Applications of Eigenvalues#

The determinant of a matrix is the product of its eigenvalues, and the trace is the sum of its eigenvalues. This relationship provides a powerful theoretical and computational shortcut, connecting a matrix’s overall properties to its fundamental modes of action.

Computing Determinant and Trace#

For any \(n \times n\) square matrix \(A\) with eigenvalues \(\lambda_1, \lambda_2, \dots, \lambda_n\) (counted with multiplicity), the following relationships hold:

  • Determinant: The determinant is the product of the eigenvalues.

    \[ \det(A) = \prod_{i=1}^n \lambda_i = \lambda_1 \cdot \lambda_2 \cdots \lambda_n \]
  • Trace: The trace is the sum of the eigenvalues.

    \[ \text{tr}(A) = \sum_{i=1}^n \lambda_i = \lambda_1 + \lambda_2 + \cdots + \lambda_n \]

These formulas follow from the Schur decomposition (\(A = QTQ^H\)), where \(T\) is an upper triangular matrix with the eigenvalues of \(A\) on its diagonal. The determinant of \(A\) is equal to the determinant of \(T\), which is simply the product of its diagonal entries. Similarly, the trace of \(A\) is equal to the trace of \(T\), which is the sum of its diagonal entries.

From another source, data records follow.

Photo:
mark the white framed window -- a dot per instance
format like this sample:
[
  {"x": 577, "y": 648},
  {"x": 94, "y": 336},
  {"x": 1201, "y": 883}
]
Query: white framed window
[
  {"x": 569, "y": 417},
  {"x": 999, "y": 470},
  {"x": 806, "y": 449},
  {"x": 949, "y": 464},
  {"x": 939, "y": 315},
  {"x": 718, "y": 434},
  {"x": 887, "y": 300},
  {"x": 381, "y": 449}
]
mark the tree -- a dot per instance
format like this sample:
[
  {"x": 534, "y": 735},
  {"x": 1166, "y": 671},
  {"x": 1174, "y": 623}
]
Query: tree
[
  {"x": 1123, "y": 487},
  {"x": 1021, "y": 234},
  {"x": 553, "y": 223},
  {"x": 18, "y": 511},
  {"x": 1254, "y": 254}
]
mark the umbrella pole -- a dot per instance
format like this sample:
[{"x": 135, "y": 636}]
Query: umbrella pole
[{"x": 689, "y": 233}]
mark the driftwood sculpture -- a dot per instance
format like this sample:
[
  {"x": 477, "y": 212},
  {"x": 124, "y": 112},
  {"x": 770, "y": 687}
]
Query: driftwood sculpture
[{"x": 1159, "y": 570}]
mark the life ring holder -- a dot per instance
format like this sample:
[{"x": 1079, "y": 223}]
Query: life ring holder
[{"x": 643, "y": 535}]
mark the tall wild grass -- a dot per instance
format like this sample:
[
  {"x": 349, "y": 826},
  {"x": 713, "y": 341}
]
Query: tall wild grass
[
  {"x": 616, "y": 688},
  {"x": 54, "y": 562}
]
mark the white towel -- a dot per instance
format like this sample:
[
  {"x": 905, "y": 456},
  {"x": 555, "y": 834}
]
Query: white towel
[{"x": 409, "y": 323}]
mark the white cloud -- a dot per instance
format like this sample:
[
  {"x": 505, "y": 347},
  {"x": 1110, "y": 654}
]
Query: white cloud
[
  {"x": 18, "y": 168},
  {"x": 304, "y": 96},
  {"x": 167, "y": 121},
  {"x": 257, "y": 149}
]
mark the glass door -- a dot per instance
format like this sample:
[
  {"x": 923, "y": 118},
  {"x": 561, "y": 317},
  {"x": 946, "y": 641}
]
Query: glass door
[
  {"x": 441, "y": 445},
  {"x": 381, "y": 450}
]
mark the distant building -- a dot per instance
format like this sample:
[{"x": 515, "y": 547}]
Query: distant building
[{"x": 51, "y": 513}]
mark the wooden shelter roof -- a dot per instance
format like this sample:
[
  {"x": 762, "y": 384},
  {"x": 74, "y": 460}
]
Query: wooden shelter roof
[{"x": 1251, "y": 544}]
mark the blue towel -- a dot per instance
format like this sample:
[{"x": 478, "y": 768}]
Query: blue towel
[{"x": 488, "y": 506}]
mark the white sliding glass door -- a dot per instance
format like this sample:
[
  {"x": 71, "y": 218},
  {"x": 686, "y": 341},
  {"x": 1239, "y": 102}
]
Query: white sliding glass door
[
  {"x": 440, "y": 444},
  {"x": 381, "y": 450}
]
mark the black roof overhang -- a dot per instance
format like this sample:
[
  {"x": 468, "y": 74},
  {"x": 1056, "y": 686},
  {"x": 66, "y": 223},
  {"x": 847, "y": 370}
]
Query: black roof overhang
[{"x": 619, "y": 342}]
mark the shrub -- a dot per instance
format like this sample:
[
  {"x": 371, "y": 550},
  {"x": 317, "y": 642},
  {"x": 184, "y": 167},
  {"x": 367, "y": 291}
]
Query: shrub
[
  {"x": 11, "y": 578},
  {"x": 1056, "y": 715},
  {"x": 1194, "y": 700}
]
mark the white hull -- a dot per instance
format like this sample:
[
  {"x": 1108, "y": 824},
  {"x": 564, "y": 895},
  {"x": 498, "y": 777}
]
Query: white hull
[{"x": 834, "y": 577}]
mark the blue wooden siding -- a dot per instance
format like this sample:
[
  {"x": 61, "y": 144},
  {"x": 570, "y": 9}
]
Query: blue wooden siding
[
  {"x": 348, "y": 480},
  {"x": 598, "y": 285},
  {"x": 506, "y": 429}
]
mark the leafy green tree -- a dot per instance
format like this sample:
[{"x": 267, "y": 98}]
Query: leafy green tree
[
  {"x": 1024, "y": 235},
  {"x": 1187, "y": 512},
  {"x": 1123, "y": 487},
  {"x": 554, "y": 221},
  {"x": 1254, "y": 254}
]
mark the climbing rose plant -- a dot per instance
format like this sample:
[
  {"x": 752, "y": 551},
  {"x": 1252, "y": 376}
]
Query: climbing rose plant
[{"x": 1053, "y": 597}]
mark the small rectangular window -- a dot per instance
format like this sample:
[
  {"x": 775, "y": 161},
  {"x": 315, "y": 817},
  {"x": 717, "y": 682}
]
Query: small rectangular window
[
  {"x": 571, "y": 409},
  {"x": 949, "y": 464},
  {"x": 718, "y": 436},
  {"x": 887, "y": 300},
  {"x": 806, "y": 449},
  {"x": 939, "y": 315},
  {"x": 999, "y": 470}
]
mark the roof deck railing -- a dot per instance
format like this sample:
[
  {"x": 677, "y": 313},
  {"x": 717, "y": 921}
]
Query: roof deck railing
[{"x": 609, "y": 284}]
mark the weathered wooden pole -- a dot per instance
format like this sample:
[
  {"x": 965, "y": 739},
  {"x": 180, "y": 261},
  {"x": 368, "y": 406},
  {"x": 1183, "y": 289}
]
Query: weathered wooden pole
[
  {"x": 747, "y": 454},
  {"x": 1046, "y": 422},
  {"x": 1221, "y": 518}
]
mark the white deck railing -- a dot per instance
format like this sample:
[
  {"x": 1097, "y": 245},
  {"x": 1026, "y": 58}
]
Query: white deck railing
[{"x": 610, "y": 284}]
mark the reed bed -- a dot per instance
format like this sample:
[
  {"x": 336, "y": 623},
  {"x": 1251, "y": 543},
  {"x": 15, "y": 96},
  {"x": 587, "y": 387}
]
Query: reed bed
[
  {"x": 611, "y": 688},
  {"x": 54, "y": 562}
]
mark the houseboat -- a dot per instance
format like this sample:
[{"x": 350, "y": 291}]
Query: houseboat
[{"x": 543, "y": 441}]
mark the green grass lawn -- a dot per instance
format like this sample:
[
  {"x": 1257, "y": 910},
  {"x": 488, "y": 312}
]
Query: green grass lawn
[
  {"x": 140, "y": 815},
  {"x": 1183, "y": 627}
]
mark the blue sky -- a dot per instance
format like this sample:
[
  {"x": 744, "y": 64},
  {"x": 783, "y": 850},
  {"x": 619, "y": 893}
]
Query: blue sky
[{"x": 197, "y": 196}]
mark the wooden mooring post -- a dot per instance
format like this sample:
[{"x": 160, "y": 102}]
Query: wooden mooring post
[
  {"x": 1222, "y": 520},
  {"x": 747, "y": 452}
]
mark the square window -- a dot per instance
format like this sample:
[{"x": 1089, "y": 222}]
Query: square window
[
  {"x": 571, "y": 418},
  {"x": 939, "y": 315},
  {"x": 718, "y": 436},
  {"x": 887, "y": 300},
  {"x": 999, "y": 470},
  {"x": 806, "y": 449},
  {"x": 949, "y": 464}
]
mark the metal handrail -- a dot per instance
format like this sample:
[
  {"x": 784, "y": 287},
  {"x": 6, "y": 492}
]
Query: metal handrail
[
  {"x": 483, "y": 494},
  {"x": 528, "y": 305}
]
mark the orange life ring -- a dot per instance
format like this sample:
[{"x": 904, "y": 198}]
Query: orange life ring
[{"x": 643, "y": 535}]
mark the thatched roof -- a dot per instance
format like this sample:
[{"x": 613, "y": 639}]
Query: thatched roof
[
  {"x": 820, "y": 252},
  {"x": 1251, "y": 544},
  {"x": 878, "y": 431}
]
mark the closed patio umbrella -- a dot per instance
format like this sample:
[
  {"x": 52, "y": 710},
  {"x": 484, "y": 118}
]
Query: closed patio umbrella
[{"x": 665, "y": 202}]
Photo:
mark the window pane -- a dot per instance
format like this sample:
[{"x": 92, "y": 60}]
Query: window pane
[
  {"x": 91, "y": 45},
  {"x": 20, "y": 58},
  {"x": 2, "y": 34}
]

Other Applications of Eigenvalues#

Eigenvalues and their corresponding eigenvectors are among the most important concepts in applied mathematics, revealing the deep structure of linear transformations. 🗺️

Stability of Dynamical Systems#

For systems that evolve over time, such as \(x_{k+1} = Ax_k\), the magnitudes of the eigenvalues of \(A\) determine the system’s long-term behavior. If all eigenvalues have a magnitude less than 1, the system is stable and converges to zero. If any eigenvalue has a magnitude greater than 1, the system is unstable and diverges.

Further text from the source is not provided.